比麻薬撲滅戦争、最大の敵は中国 (1/2ページ)

 フィリピンのドゥテルテ大統領が麻薬撲滅戦争を推し進める中、同国国家警察のロナルド・デラ・ロサ長官は、急増する中国からの覚醒剤流入を阻止するのは困難だとの認識を示した。

 同国の麻薬撲滅活動では数千人の命が犠牲になったとされており、ドゥテルテ大統領は昨年6月の就任以来、米国や国連、欧州連合(EU)からの厳しい批判にさらされている。一方で、国内では違法薬物取り締まり強化への支持は高い。フィリピン警察は麻薬密売人の捜査で約2600人を殺害したとしているが、人権団体はこのほかにも約4700人が裁判なしに殺害されたと主張している。

 ドゥテルテ大統領は3月末、麻薬撲滅戦争に対する国際的な批判に改めて反論し、EUは「偽善者であり、自分の価値観を他者に押し付けるべきではない」と述べた。

 麻薬の主要な供給源であるにもかかわらず、中国はこの問題を利用して大統領に近づき、フィリピンとの関係改善に成功している。
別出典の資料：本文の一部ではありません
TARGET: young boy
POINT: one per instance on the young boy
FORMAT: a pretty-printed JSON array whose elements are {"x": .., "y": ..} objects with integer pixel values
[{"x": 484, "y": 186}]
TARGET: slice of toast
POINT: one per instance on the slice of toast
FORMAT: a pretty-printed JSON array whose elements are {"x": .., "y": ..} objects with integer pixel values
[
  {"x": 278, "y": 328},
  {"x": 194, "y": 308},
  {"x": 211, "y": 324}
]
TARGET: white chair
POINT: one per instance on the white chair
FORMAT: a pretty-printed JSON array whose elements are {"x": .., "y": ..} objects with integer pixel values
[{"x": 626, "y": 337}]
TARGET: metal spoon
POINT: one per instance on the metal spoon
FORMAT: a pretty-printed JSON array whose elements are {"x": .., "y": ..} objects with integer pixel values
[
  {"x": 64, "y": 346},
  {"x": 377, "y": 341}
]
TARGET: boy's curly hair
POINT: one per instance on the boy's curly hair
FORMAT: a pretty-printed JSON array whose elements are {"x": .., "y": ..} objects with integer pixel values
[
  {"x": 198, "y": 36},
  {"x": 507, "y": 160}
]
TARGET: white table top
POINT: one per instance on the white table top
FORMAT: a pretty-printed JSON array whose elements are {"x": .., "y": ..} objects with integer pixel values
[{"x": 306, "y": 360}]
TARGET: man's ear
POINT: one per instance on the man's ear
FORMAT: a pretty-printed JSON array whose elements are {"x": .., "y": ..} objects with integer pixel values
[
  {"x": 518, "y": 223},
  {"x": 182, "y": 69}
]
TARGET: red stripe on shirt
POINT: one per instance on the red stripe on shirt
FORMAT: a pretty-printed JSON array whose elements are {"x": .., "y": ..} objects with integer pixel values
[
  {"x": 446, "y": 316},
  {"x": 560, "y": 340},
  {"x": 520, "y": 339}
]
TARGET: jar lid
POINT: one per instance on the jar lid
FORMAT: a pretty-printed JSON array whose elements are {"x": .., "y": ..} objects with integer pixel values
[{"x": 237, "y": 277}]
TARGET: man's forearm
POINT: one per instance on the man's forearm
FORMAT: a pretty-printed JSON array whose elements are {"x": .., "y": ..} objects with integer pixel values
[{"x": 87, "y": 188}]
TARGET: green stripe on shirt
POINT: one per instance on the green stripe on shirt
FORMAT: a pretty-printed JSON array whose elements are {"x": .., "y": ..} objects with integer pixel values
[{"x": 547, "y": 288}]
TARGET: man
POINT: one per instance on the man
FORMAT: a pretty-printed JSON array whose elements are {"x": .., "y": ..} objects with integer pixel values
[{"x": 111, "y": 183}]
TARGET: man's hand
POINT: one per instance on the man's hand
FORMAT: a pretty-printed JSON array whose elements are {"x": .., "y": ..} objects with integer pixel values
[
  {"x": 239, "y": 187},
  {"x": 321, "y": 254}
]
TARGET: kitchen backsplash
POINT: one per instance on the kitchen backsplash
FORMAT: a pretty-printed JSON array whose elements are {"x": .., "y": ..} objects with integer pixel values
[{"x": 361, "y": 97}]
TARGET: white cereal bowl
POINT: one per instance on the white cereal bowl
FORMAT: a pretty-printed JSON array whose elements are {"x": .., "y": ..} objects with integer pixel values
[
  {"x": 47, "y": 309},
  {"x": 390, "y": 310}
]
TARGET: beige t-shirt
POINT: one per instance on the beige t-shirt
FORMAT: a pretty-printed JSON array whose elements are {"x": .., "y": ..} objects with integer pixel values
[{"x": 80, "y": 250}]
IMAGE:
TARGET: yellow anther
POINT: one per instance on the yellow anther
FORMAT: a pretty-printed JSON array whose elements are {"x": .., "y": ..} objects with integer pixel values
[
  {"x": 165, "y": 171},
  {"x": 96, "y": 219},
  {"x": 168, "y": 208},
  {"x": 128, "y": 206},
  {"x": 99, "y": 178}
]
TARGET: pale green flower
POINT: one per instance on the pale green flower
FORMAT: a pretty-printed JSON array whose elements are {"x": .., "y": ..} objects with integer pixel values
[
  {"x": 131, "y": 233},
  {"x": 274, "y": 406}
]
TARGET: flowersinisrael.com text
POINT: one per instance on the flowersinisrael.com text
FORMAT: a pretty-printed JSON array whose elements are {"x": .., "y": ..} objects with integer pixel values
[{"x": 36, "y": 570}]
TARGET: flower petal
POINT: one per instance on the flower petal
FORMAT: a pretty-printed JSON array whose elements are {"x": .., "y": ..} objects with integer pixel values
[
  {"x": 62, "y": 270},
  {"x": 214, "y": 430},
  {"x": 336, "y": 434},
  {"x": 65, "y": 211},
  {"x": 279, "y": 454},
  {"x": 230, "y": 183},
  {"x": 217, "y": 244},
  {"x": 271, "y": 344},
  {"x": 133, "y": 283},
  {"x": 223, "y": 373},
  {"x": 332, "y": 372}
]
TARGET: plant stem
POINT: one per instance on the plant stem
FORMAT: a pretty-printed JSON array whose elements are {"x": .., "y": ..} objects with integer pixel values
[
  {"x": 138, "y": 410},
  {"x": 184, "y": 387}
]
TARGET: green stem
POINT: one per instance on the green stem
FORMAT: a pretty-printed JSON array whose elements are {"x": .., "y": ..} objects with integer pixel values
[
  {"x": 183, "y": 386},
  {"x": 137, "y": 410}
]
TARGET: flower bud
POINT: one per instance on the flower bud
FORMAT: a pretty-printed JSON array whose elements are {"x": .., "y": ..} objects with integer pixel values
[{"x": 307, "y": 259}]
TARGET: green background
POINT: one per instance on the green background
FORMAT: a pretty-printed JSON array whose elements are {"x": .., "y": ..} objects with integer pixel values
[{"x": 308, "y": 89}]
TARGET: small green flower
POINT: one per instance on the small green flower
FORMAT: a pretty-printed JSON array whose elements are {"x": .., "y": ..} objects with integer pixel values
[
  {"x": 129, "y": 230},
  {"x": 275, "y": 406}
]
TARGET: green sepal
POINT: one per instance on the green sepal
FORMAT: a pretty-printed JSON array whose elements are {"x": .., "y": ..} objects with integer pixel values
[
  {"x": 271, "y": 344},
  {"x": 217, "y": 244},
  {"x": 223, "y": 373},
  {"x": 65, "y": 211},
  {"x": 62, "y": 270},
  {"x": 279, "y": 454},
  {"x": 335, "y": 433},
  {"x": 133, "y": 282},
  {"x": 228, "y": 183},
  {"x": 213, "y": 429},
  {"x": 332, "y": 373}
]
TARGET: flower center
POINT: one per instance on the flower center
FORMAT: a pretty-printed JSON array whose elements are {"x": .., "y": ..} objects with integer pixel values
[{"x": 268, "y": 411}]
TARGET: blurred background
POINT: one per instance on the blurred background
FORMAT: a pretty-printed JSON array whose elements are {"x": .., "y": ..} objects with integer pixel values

中国政府は昨年、ドゥテルテ大統領の訪中に際し、同大統領が推し進める麻薬撲滅戦争への支持を表明した。両国の警察も緊密に連携しているという。

 国連薬物犯罪事務所のジェレミー・ダグラス氏によれば、フィリピン麻薬取締局の最新のデータから、中国からフィリピンへ代表的な覚醒剤であるメタンフェタミンが大量に流入していることが明らかになった。2016年の流入量は前年の4倍以上となる2495キログラムだったという。